Marielle Miller

It's the journey that counts, not the destination. Good Journey.

Lasts

When people love someone, they remember their first kiss, the first time they held hands, the first time they shared a bed. Not me. I knew the lasts— before they happened: the last time we went to the fair, the last time we watched our favorite movie together, the last time we made love. When he kissed me goodbye that rainy morning, I understood it was for the last time, even before the police came to the door.

How could I know those things? What link between us allowed me to sense when another of our favorites would never be shared again? Was my guardian angel trying to prepare me? I will never know.

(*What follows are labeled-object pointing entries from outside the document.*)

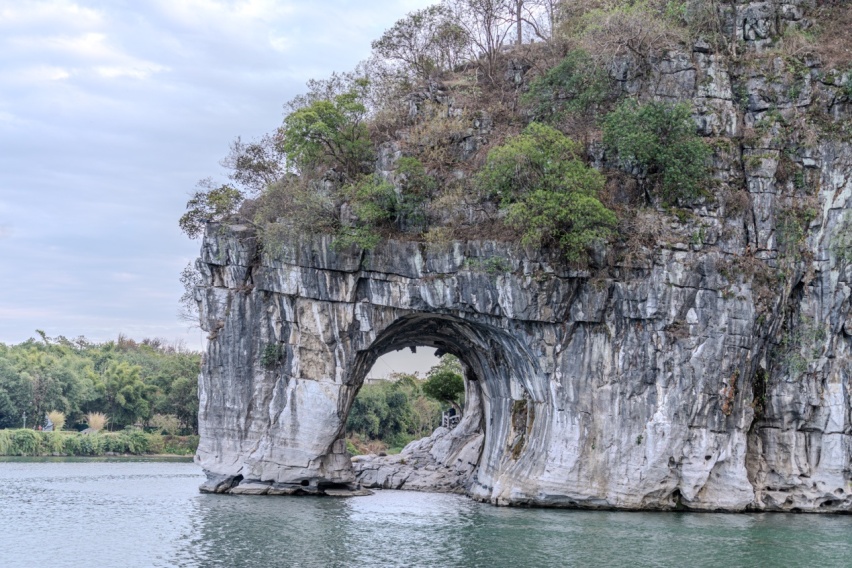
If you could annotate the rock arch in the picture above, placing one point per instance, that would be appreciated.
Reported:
(630, 392)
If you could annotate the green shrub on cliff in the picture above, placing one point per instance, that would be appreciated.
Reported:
(576, 85)
(330, 132)
(661, 140)
(550, 195)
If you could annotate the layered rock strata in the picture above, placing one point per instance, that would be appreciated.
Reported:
(708, 369)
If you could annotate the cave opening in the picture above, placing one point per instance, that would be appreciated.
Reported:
(406, 395)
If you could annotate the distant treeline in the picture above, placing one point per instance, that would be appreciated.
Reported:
(132, 383)
(130, 441)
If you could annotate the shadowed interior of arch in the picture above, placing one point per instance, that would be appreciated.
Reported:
(493, 367)
(406, 395)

When I lost my love, I remembered the first sunrise alone, the first time his birthday passed by and I couldn't give him a gift, the first time I tried to ask his advice and realized I never could.

As I walk beside him now through the mist, I wish I could hold his hand and comfort him, but I fail to touch him. I want to tell him to not despair, but he can’t hear me. He doesn’t know I share every tear that dampens his cheeks. I reach to wipe them away, but my hand passes through them. If only I could turn him back from the fate he seeks, but I know he has already embraced this final last: the last time he will walk this silent lane to the pier where he proposed to me.

Even in this last thing he will ever do on Earth, I want him to know how much I love him. And when he crosses over to my world, I will welcome him with open arms into our life of new beginnings.